Dozens more are under construction, including so-called captive coal plants that supply energy to industry rather than the grid.
Shutting down this network to achieve Prabowo's target of meeting net-zero emissions a decade earlier than previously planned could cost tens of billions of dollars, according to estimates by researchers.
And while Indonesia secured a $20 billion Just Energy Transition Partnership with developed nations in 2022, which was supposed to speed its clean energy transition, little of that money has been seen so far.
Jakarta's goal before Prabowo's announcement was to close 13 coal-fired plants by 2030, indicating the ambition in his new timeline.
The government says it wants to build over 75 gigawatts of renewable energy capacity by 2040 but so far has laid out little detail on how it hopes to achieve its new aims.
Prabowo's brother Hashim Djojohadikusumo, a businessman with interests in mining and renewable energy who is now special envoy for energy and the environment, said Jakarta wants to build two nuclear power plants.
But construction is far off, with Jakarta yet to even propose locations for them.
"The commitment is there, but I currently don't see any implementation or realisation," said Fahmy.
Gear shift
The archipelago's coal addiction has proven hard to break before.
Prabowo's predecessor Joko Widodo announced a moratorium on new coal power plant construction in 2022.
However, projects agreed before the ban continued and coal still accounts for two-thirds of power generation, according to the International Energy Agency.
That reflects the fact that coal is a cheap, reliable resource for rapidly expanding economies like Indonesia, where energy demand is steadily growing.
Indonesia's coal plants are also mostly young, making retiring them early an expensive prospect.
The Institute for Essential Services Reform (IESR), a Jakarta-based energy think tank, estimated Indonesia would need $27 billion by 2040 to shut down coal power plants that generate a total capacity of 45 gigawatts.
And state electricity company PLN, which says shutting a single plant could run close to $2 billion, insists it will not shoulder the cost.
"Shutting down a coal power plant must be cost-neutral. If there are additional costs, they're not the responsibility of the government or PLN," its director Darmawan Prasodjo told parliament last week.
Campaigners argue a gear shift is needed.
"There are still many policies that don't aim for the real energy transition," Adila Isfandiary, a climate and energy campaigner at Greenpeace Indonesia, told AFP.
"Our investment climate is not that good, (investors) still don't see renewable energy as a bankable project for them, especially because coal is still very cheap," she said.
'Actually doable'
Experts say there is a pathway to achieving its targets if the government is serious.
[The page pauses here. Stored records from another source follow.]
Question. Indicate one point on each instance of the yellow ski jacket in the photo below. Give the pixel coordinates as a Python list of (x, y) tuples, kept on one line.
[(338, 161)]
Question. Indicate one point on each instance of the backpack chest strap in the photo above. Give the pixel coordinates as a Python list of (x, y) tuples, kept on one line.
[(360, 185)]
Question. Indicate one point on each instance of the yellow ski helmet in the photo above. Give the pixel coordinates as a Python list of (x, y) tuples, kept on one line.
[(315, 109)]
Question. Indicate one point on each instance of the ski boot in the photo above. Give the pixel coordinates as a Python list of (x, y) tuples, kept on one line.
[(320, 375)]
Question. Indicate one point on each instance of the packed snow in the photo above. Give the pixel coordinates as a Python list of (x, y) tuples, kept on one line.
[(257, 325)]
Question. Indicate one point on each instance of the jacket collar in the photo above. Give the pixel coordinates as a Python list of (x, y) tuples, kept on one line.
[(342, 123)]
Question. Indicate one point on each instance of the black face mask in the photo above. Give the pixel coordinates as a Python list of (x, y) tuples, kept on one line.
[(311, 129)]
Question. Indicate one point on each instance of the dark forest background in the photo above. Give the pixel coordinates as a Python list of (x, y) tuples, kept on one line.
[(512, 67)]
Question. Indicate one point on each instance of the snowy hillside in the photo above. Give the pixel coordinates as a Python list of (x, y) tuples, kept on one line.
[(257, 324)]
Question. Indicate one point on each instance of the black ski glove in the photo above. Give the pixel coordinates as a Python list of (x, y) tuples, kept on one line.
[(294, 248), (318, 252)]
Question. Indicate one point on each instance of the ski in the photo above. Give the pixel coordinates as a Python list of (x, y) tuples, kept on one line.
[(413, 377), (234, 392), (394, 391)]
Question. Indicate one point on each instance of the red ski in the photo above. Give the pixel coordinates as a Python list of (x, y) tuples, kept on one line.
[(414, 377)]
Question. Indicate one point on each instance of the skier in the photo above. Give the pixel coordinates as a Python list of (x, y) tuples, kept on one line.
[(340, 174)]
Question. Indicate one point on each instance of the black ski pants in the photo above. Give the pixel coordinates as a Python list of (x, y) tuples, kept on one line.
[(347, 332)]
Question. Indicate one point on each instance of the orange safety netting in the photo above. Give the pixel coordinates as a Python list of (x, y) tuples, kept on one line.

It will need to retire three gigawatts of coal capacity annually over the next 15 years while swiftly ramping up renewable energy, particularly solar, according to energy think tank Ember.
Indonesia launched the region's largest floating solar plant last year with a capacity of 192 megawatts and it also has untapped biomass and geothermal energy capacity.
Most of all, the government needs to match its bold initiative with a bold roadmap, said IESR executive director Fabby Tumiwa.
"This whole thing is a daunting task and a very expensive one at that," he told AFP.
"We need to treat this as a mission and to achieve it we need changes, improvement, and reformation.
The government must ensure no new coal construction after next year and refuse extensions to the plants set for retirement.
It can also streamline regulations and provide incentives for renewable energy, he said.
"Now it might feel like a mission to Mars," Fabby said.
"But if we approach it aggressively, it's actually doable."